The Netherlands State Secretary for Finance has submitted the 2026 Omnibus Tax Bill to Parliament for approval. The Ministry of Finance has published both the bill and its accompanying explanatory memorandum on 25 April 2025.
This legislation introduces various primarily technical, smaller-scale amendments, proposals, and corrections across multiple tax laws.
The key provisions of this legislation are as follows:
Anti-abuse rule
An anti-abuse rule has been introduced to stop the non-taxability of annuity payments, which effectively closes various existing loopholes. This mainly targets self-managed annuities (arranged with the taxpayer’s own company) rather than third-party annuities, which are taxed at payment by the financial institution.
Corporate Income Tax Act of 1969 amendment
An amendment to the Corporate Income Tax Act of 1969 aims to simplify the process of determining mixed expenses. It establishes that the calculation of non-deductible, mixed expenses will be based on the wages for which wage tax has actually been withheld for the relevant employees.
Documentation for qualifying foreign taxpayers
An amendment suggesting that taxpayers aiming to qualify as a “qualifying foreign taxpayer” be required to submit an income statement only upon the tax inspector’s request.

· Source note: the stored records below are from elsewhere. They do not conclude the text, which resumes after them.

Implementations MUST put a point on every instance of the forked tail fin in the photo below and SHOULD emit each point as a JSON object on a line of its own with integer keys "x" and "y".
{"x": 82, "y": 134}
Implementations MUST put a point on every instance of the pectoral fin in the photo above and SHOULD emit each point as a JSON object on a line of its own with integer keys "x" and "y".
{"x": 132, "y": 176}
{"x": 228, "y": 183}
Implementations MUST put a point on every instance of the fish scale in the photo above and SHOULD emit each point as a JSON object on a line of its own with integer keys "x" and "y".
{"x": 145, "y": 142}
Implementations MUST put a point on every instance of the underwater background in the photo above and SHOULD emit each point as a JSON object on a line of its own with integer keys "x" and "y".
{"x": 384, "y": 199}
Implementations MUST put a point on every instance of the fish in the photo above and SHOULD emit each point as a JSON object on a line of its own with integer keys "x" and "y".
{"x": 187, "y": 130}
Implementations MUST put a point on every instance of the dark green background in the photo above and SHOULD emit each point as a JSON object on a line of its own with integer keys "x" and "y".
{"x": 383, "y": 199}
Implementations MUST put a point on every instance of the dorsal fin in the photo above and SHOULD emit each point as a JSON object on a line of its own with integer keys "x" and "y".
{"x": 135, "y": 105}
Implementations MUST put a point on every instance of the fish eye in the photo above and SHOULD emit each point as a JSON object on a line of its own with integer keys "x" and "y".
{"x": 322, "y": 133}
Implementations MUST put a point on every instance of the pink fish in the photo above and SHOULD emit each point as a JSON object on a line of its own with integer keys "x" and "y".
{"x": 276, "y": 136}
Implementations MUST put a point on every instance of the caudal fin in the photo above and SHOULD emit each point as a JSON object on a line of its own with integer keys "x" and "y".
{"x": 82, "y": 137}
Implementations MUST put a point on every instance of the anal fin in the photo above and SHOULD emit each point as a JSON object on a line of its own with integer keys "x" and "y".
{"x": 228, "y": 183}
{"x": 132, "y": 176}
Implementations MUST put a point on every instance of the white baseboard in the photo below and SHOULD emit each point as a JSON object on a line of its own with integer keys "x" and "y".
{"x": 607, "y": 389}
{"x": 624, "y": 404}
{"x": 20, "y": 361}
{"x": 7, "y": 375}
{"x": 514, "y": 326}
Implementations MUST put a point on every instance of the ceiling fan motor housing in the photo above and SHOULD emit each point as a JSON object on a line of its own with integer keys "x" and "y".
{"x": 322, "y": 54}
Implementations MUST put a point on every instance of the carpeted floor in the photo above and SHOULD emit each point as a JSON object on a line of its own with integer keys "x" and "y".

Tax credit appeals restrictions
For tax credits on low-taxed investment participations, foreign business profits, and benefits from a controlled entity, an amendment states that objections and appeals can only be made against decisions on unused (carried forward) tax credits for the most recent year.
EU SME scheme
The EU SME Scheme introduces an amendment to existing legislation aimed at clarifying information disclosure requirements while preventing issues such as unintentional double reporting or missed reporting of information.